Last week I saw a picture of mourners viewing the open coffin of one of the miners killed after a demonstration in South Africa. The coffin triggered a memory of the tragic death of one of our Youth Alivers more than forty years ago. I’ve only seen that type of coffin in the picture in South Africa — completely closed except a square window opened to reveal the face of the deceased resting down in the satin quilting.
It brought back a memory of a sweet Christian young man, who had been chosen to be one of four young people to travel to the USA to represent the youth ministry. Not only was Jerome a gifted singer, but Al, my husband, taught him to drive. This was very unusual for a young black man under Apartheid! The team practiced together for many months, and then we sent the four guys off to Swaziland as a “dress rehearsal,” where they sang and danced and shared their testimonies. People loved them.

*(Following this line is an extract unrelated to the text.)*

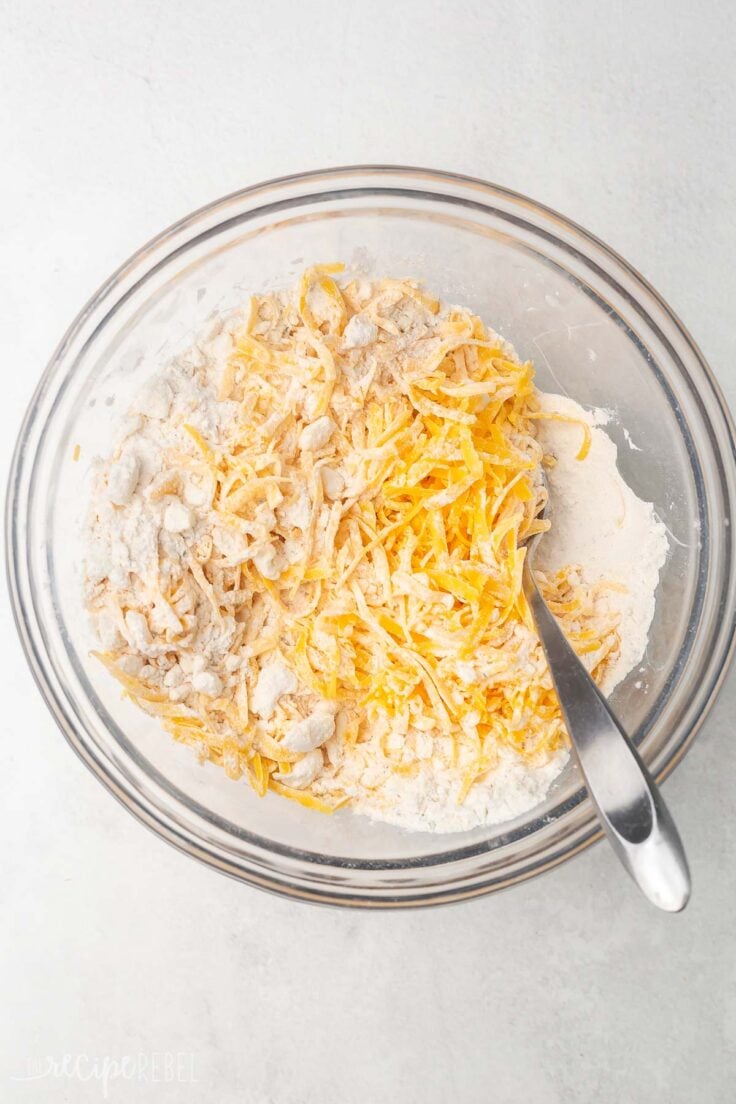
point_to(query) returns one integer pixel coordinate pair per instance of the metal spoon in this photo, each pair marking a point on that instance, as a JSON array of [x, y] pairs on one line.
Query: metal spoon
[[629, 805]]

But Jerome had become very thin during this time. In fact Al had taken him to Baragwanath hospital for a check up. But in the rigid system of the government hospital, they listened a few minutes to his symptoms and sent him to a gastroenterologist. So the team took off with great anticipation for Swaziland a few weeks later, and there Jerome died from a hemmoragic bleeding caused by advanced TB.
Al and my son Nathan drove to Swaziland to bring back a coffin bearing Jerome’s body in the back of our Kombi. He spent the night in our garage (How did we get away with that?) and then Al took him out to his mother in Soweto. As the body rested in his mother’s home, hundreds of friends and family came to console her and to look into Jerome’s face through that little window in the coffin.
In less than two weeks I’ll be going back to South Africa — to Johannesburg, to Soweto, to visit Youth Alive and see many old friends. And to have many memories, joyful and sad, re-awakened . Probably about things I haven’t thought about for many years — just like that coffin reminded me of Jerome. I look forward to seeing him again– in that wonderful place where we’ll never forget anyone.